Twilight of the Idols, Skirmishes of an Untimely Man, paragraph 44


In NLP there are four conditions for well-formed goals:

  1. Goals need to be stated positively, i.e. you have to figure out what you want rather than what you don’t want.
  2. You need to know what you feel, hear, see, smell and/or taste when you reach your goal. Otherwise you might achieve your goal without knowing it.
  3. You need to be able to achieve your goal yourself.
  4. Your goal needs to be okay for you, your loved ones and your environment.

‘Nothing too much!’ – How often the individual is advised to set himself a goal that he cannot reach and is beyond his strength, so that he will at least reach that which his strength is capable of when put to the farthest stretch! But is this really so desirable? Must even the best performers who live according to this teaching, and their best performances, not acquire something exaggerated and distorted precisely because there is too much tension in them? And when as a result one sees nothing but struggling athletes, tremendous efforts, and nowhere a laurel-crowned and triumphant victor, does that not envelop the world in a grey veil of failure?

Daybreak paragraph 559

Good feelings

It is a mistake to think that NLP is about peak experience. NLP is about feeling good for most of the time.

It is not the strength, but the duration of high feelings that makes great men.

Beyond Good & Evil paragraph 72

Lofty Moods. — It seems to me that most men do not believe in lofty moods, unless it be for the moment, or at the most for a quarter of an hour, — except the few who know by experience a longer duration of high feeling. But to be absolutely a man with a single lofty feeling, the incarnation of a single lofty mood — that has hitherto been only a dream and an enchanting possibility: history does not yet give us any trustworthy example of it. Nevertheless one might also some day produce such men — when a multitude of favorable conditions have been created and established, which at present even the happiest chance is unable to throw together.
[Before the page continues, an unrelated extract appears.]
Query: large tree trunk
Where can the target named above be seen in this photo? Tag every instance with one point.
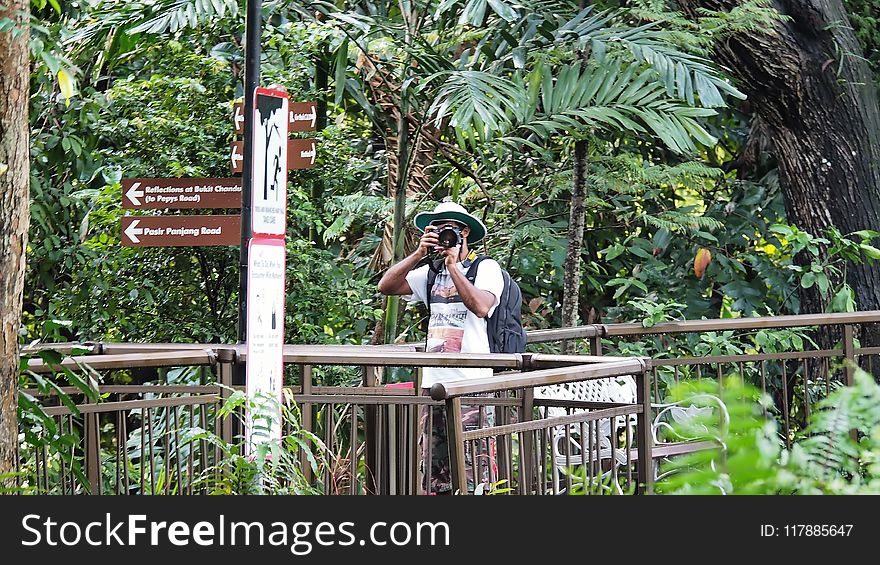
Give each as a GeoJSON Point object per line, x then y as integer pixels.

Perhaps that very state which has hitherto entered into our soul as an exception, felt with horror now and then, may be the usual condition of those future souls: a continuous movement between high and low, and the feeling of high and low, a constant state of mounting as on steps, and at the same time reposing as on clouds.

Gay Science paragraph 288

Having much joy. – He who has much joy in his life must be a good man: but he is perhaps not the cleverest, even though he has attained precisely that which the cleverest man strives after with all his cleverness.